On Tue, 5 Apr 2016 22:19:07 -0400, Cheryl >
wrote:

>On 4/4/2016 10:46 AM, Janet B wrote:
>
>> the basement under the house where I grew up was a scary place that
>> children didn't want to go. It was lit by a light bulb in each room.
>> You had to be brave to travel to the center of the room and pull the
>> string to light the bulb. Various rooms wandered off in different
>> directions. All rooms were rough made and obviously meant for storage
>> and such. There were the rooms that were coal bins in the winter
>> (coal came in through the window.) There was the furnace room, eerily
>> lit by flickering flames only in winter, otherwise totally dark. It
>> was a very cold place because the outdoor access was cement stairs
>> covered by a drop down wooden lid. This kind of basement was very
>> common in older houses in the upper mid-west.

>
>Sounds almost exactly like the basement in my paternal grandparents
>house. It wasn't designed for a living space - it had creaky wooden
>stairs and was meant only for storage. I can't remember the lighting
>though. It was probably like you describe, though theirs was probably
>all one big room under the house, or maybe a smaller room off to the
>side.

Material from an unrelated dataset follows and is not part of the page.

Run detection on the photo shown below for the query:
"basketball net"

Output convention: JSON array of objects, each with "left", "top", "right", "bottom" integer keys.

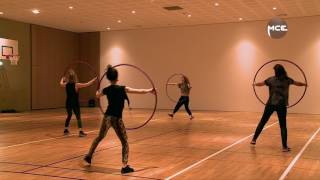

It was in MA. There was even a cement set of stairs with a wooden
>lid at an angle as a separate entrance from the outside, as you
>described. You'd have to prop the wooden lid open with the wooden stick
>thing if you were going down there from outside. I also don't think
>that was fully underground.


I think you're right about not being fully underground. There were
windows at sidewalk level. Mother did her weekly wash down there and
hung the wash as well. Everything was cement or stone.
When my parents went to meetings at night I was always really scared
because the door to the basement was just a simple thing.
When these houses were built, no one worried about intruders breaking
in so you didn't need sturdy doors to the outside.